Lui directeur de société, grand, bel homme, trente huit ans, à l’excellente présentation, classique, plein d’énergie, d’humour, de punch, la routine n’est pas faite pour lui. Il et elle voudraient créer un foyer chaleureux et accueillant où chacun trouve sa place et son sens
Lui, intelligent, cultivé, que tout intéresse. Elle, blonde, aux yeux pétillants, te dit à demain, cher correspondant. Si tu réponds, nous pouvons, ensemble, fonder un foyer harmonieux.

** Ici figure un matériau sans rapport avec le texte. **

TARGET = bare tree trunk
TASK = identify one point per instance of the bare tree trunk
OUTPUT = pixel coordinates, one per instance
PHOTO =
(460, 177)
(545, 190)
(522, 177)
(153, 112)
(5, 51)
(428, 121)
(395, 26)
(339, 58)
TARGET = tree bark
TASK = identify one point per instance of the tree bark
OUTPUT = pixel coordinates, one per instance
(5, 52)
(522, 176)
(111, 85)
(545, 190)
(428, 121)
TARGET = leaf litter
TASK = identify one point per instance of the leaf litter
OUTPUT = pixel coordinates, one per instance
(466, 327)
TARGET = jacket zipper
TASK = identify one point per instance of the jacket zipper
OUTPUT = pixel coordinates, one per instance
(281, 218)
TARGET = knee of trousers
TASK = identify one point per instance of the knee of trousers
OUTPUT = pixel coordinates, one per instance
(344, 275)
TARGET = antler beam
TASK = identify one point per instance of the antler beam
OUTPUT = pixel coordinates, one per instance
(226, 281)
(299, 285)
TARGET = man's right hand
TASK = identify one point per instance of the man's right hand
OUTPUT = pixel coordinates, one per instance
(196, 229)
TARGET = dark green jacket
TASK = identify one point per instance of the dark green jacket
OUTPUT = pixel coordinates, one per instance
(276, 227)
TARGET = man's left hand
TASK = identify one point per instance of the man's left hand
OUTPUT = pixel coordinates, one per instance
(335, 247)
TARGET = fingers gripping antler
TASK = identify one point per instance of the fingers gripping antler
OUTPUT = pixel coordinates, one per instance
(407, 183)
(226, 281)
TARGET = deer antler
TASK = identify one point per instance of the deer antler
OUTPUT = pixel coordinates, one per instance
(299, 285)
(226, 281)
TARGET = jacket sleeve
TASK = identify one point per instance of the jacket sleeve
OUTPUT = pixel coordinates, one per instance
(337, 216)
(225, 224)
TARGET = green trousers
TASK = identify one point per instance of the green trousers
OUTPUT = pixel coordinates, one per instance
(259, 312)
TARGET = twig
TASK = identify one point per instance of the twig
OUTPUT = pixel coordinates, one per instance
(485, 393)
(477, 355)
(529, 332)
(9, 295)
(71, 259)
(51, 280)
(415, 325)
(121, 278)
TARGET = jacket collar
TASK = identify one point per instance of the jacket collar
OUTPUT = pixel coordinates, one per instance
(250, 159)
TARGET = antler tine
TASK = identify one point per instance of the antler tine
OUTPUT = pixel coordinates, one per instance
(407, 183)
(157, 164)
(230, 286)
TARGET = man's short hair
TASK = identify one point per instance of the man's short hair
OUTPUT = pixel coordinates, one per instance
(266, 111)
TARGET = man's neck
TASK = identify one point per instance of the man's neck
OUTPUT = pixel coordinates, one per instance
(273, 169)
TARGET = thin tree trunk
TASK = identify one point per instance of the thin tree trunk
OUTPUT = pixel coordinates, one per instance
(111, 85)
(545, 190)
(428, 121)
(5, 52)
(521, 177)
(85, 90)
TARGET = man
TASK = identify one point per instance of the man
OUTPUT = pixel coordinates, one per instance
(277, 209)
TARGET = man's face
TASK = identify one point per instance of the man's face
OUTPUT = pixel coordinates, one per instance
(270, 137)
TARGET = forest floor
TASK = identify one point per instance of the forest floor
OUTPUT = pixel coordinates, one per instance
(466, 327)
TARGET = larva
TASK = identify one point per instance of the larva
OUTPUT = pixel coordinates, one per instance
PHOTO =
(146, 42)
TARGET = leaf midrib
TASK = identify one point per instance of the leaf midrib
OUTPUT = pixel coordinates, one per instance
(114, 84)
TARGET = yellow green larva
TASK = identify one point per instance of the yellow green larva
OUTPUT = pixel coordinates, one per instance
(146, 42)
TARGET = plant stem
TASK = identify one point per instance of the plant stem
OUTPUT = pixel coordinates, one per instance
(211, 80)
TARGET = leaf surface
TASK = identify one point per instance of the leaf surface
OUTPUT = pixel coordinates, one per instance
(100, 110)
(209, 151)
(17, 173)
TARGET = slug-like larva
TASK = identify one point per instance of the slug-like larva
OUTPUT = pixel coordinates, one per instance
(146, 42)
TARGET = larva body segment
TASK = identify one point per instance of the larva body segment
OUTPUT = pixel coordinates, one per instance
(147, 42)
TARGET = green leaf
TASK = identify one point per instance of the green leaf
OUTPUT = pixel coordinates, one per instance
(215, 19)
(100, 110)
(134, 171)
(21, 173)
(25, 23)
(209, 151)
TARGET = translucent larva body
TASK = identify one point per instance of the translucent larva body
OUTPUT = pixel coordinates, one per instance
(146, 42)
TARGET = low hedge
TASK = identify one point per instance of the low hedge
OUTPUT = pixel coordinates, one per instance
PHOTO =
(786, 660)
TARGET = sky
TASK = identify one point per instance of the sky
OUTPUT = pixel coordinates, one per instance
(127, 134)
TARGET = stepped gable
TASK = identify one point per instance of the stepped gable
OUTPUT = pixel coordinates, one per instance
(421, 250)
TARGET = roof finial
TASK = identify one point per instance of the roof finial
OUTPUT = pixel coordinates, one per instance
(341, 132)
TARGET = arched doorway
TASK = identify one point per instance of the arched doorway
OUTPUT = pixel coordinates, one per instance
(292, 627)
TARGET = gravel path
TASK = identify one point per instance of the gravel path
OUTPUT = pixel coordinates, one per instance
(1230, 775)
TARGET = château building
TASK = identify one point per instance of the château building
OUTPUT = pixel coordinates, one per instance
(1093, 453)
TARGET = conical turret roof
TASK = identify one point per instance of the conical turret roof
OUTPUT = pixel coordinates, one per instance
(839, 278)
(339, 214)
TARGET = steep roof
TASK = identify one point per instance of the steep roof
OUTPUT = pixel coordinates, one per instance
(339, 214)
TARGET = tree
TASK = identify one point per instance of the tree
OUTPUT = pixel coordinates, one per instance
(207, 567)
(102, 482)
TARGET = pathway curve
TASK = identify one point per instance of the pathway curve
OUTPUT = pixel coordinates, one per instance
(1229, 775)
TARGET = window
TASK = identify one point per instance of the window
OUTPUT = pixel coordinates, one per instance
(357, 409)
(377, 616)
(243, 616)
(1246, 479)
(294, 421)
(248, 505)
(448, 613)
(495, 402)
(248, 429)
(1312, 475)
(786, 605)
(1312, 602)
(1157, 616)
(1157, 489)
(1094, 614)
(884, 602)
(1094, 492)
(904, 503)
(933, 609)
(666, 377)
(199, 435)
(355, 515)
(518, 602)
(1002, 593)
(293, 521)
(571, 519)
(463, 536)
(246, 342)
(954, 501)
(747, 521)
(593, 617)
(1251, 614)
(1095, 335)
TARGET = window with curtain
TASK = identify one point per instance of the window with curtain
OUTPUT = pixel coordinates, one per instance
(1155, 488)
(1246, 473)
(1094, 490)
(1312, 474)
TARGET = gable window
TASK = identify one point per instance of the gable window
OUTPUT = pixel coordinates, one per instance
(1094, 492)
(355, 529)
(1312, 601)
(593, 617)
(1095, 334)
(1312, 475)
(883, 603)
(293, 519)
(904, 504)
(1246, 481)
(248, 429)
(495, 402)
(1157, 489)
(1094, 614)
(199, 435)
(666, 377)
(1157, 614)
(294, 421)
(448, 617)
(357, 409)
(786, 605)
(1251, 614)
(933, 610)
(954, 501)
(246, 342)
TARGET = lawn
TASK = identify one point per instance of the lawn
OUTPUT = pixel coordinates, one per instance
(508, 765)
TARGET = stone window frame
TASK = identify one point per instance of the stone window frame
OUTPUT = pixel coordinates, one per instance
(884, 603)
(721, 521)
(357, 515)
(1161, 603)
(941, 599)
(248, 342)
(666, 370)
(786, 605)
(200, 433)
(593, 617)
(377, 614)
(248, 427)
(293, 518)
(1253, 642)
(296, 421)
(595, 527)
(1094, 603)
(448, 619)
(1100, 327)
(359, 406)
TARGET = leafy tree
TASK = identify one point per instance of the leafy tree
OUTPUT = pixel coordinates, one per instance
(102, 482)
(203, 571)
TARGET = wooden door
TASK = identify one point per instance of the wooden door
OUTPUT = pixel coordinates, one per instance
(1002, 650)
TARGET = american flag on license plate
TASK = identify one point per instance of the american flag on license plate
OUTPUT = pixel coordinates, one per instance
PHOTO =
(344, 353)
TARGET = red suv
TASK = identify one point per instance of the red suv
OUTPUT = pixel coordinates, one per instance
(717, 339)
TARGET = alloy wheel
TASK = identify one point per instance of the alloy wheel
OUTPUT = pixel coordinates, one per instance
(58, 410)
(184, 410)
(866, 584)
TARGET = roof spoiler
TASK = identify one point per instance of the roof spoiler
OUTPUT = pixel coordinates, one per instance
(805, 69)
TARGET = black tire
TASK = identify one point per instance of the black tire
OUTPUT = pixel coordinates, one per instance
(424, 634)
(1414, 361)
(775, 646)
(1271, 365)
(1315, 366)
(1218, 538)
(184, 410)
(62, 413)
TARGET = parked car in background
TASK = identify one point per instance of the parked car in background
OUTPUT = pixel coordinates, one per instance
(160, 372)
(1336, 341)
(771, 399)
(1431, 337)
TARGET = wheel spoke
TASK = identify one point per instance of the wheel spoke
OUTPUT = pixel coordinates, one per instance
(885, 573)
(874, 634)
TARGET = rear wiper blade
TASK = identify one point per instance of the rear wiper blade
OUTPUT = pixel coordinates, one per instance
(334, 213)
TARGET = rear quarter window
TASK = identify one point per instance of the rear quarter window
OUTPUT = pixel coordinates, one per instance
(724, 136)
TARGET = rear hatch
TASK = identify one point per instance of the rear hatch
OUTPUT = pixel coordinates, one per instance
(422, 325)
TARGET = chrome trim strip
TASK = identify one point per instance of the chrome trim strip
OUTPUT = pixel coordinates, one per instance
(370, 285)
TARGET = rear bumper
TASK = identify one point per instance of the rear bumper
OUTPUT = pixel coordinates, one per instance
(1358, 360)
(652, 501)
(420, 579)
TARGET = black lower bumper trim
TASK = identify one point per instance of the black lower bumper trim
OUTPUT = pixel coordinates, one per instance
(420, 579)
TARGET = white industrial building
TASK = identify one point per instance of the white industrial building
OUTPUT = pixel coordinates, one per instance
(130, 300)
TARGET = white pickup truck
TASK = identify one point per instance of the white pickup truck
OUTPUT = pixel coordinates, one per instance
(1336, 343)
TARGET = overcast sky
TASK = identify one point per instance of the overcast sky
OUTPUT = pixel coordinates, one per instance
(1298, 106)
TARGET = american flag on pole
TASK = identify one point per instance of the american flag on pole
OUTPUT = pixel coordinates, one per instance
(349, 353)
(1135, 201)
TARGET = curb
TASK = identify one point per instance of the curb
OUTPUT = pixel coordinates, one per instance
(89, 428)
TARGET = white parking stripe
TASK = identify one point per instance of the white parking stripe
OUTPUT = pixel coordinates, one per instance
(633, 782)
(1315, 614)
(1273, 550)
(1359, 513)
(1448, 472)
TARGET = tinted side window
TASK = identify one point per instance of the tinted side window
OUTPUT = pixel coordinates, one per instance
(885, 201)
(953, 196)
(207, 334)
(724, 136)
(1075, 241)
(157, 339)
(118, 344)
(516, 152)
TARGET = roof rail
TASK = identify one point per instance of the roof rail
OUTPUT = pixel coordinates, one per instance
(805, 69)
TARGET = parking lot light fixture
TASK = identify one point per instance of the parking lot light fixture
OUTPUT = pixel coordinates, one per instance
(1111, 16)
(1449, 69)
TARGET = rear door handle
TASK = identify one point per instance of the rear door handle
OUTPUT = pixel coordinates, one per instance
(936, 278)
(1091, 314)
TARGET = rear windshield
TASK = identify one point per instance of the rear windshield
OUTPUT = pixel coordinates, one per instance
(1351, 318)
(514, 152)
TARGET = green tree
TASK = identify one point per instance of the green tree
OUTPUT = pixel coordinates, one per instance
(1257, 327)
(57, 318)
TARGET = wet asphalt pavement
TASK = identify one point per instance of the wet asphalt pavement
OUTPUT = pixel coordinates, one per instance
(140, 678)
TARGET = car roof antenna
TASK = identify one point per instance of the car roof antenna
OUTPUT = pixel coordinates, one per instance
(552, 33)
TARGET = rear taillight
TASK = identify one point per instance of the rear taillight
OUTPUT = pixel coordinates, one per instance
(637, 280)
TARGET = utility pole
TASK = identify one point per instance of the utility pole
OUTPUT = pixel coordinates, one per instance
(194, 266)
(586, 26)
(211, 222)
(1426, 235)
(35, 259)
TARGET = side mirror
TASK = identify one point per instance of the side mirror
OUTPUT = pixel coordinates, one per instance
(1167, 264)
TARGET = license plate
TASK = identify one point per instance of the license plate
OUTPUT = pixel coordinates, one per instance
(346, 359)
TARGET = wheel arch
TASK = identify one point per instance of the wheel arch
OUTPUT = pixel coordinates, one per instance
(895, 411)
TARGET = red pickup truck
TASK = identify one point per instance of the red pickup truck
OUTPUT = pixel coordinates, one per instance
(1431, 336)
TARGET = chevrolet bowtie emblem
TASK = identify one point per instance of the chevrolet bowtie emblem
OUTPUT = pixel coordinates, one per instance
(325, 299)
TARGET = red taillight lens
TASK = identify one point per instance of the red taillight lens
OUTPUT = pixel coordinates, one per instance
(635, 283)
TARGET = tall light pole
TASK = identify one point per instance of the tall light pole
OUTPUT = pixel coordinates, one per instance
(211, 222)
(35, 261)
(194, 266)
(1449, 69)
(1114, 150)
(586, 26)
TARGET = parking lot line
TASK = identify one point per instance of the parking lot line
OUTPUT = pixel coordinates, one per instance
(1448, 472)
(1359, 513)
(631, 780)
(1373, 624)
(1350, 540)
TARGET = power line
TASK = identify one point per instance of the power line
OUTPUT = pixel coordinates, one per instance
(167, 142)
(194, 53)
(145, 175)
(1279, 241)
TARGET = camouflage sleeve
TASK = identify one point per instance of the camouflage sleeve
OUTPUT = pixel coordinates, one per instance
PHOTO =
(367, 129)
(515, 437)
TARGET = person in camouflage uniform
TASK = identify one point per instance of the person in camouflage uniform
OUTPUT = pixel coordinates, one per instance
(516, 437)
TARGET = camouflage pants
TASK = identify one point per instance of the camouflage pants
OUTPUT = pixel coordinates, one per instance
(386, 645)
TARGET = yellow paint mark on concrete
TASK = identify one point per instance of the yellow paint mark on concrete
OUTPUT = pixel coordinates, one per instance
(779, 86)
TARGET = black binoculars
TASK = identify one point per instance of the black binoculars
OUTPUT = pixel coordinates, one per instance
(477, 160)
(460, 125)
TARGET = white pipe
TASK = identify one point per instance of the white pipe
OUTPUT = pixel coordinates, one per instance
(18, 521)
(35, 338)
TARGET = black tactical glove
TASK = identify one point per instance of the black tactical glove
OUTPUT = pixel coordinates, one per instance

Méthode efficace. Il connaît l’art de rester lui-même en toute circonstance et apprécie par-dessus tout le naturel, l’humour, la simplicité. Vos enfants seront les bienvenus
Bon à découper et à retourner au correspondant Je vous aime numéro 97102. C’est ouvert tous les jours, de dix heures à dix neuf heures. Plus jamais seul(e), dès ce soir. D’autres ont réussi, pourquoi pas vous. Solitaires qui cherchent l’âme sœur, ayez le réflexe anti-solitude
Pour réchauffer votre cœur cet hiver du troisième millénaire Qui cherchez vous ?
Ils se cherchèrent, se trouvèrent dans une nouvelle ère, celle du partenariat. Avec les ressources humaines, le couple devint une entreprise. Ils vécurent six mois, elle tomba enceinte, ils se séparèrent.
Une ère nouvelle venait de se consolider. Celle d’un oxymoron, le couple monoparental.